Gütersloh · Trotz Fachkräftemangels tut sich die Pflegebranche in Deutschland schwer mit der gezielten Anwerbung von qualifizierte Mitarbeitern im Ausland. Nur ein Sechstel der Pflegebetriebe bemüht sich bislang um Rekrutierung von Fachkräften im Ausland.

 Laut einer aktuellen Studie der Bertelsmann-Stiftung bemühten sich nur ein Sechstel der Pflegebetriebe um Fachkräfte aus dem Ausland, um den Fachkräftemangel zu bekämpfen.

Laut einer aktuellen Studie der Bertelsmann-Stiftung bemühten sich nur ein Sechstel der Pflegebetriebe um Fachkräfte aus dem Ausland, um den Fachkräftemangel zu bekämpfen.

Foto: dpa

Das geht aus einer am Montag in Gütersloh veröffentlichten Studie im Auftrag der Bertelsmann-Stiftung hervor. Die Pflegeunternehmen wünschen sich demnach unter anderem einen Abbau rechtlicher Hürden bei der Anwerbung.

Der Studie zufolge zählt die Pflegebranche zu den Wirtschaftszweigen mit den größten Schwierigkeiten, qualifiziertes Personal zu finden - 61 Prozent der Pflegeeinrichtungen haben demnach Vakanzen, durchschnittlich sind dort 4,3 Stellen unbesetzt.

Nur 16 Prozent der Einrichtungen wirbt im Ausland Personal

Dennoch nimmt die Rekrutierung aus dem Ausland den letzten Platz ein im Kampf gegen den Fachkräftemangel in der Pflegebranche: Gerade einmal 16 Prozent der Einrichtungen wählen diesen Weg, lieber werben die Unternehmen laut der Studie Personal von der Konkurrenz ab (20 Prozent) oder versuchen, den Krankenstand abzusenken (83 Prozent).

"An der Pflegebranche wird deutlich, wie weit Deutschland von einer gezielten und am Arbeitsmarkt orientierten Einwanderungspolitik entfernt ist", erklärte der Vorstand der Bertelsmann Stiftung, Jörg Dräger.
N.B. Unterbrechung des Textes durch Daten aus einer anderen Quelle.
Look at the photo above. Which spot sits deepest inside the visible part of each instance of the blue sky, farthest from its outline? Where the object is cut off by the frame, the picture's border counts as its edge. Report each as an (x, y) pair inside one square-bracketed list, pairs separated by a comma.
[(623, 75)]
Denn trotz Personalknappheit ist der Studie zufolge für 59 Prozent der Pflegebetriebe ohne Erfahrung mit Auslands-Rekrutierung ein Umschwenken keine Option - sie fürchten bei der internationalen Fachkräftesuche einen hohen Aufwand, hohe Kosten und rechtliche Hürden.

Bürokratie steht im Weg

Diese Vorbehalte werden bestätigt durch Pflegeunternehmen mit Rekrutierungserfahrung im Ausland: Mehr als vier von fünf dieser Unternehmen stießen bei der internationalen Fachkräftegewinnung auf bürokratische Hemmnisse, 67 Prozent klagten über Probleme bei der Anerkennung von Qualifikationen. 60 Prozent hatten zudem Schwierigkeiten mit der Einwanderungserlaubnis für Drittstaatler.
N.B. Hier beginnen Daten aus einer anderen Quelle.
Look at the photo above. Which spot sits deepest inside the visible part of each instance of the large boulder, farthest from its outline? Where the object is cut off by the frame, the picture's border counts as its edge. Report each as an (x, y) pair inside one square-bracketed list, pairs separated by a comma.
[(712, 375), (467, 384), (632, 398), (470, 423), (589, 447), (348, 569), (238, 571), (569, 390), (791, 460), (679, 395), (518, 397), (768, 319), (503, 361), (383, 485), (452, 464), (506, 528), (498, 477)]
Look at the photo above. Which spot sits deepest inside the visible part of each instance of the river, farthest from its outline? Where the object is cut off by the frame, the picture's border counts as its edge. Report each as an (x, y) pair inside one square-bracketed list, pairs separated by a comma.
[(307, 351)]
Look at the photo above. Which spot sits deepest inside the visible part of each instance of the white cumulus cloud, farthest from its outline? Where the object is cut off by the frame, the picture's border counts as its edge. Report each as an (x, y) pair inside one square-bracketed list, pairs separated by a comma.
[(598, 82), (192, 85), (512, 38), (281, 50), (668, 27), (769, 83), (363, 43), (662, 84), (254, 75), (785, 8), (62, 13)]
Zurückhaltend bei der Fachkräfterekrutierung aus dem Ausland sind der Umfrage zufolge vor allem die ambulanten Pflegedienste, von denen nur jeder zehnte in den vergangenen drei Jahren entsprechende Versuche unternommen hat. Dagegen war jede fünfte stationäre Krankenpflegeeinrichtung und Altenpflegeeinrichtung darum bemüht, international Fachkräfte zu gewinnen.

Die Pflegeunternehmen wünschen sich laut der Studie neben dem Abbau bürokratischer Hürden bessere Angebote bei Sprach- und Integrationskursen und mehr Informationsmöglichkeiten über Bewerber. "Angesichts der demographischen Entwicklung mit höherem Pflegebedarf und geringerem Angebot an Arbeitskräften ist die gezielte Gewinnung von Fachkräften aus dem Ausland unverzichtbar", erklärte Dräger.

Schlechte Arbeitsbedingungen als Grund für Fachkräftemangel

Mehr qualifizierte Einwanderung entbinde die Pflegebranche allerdings nicht davon, Bezahlung, Arbeitsbelastung und Image zu verbessern. Für die repräsentative Studie befragte das Zentrum für Europäische Wirtschaftsforschung (ZEW) knapp 600 Personalverantwortliche in der Pflegebranche.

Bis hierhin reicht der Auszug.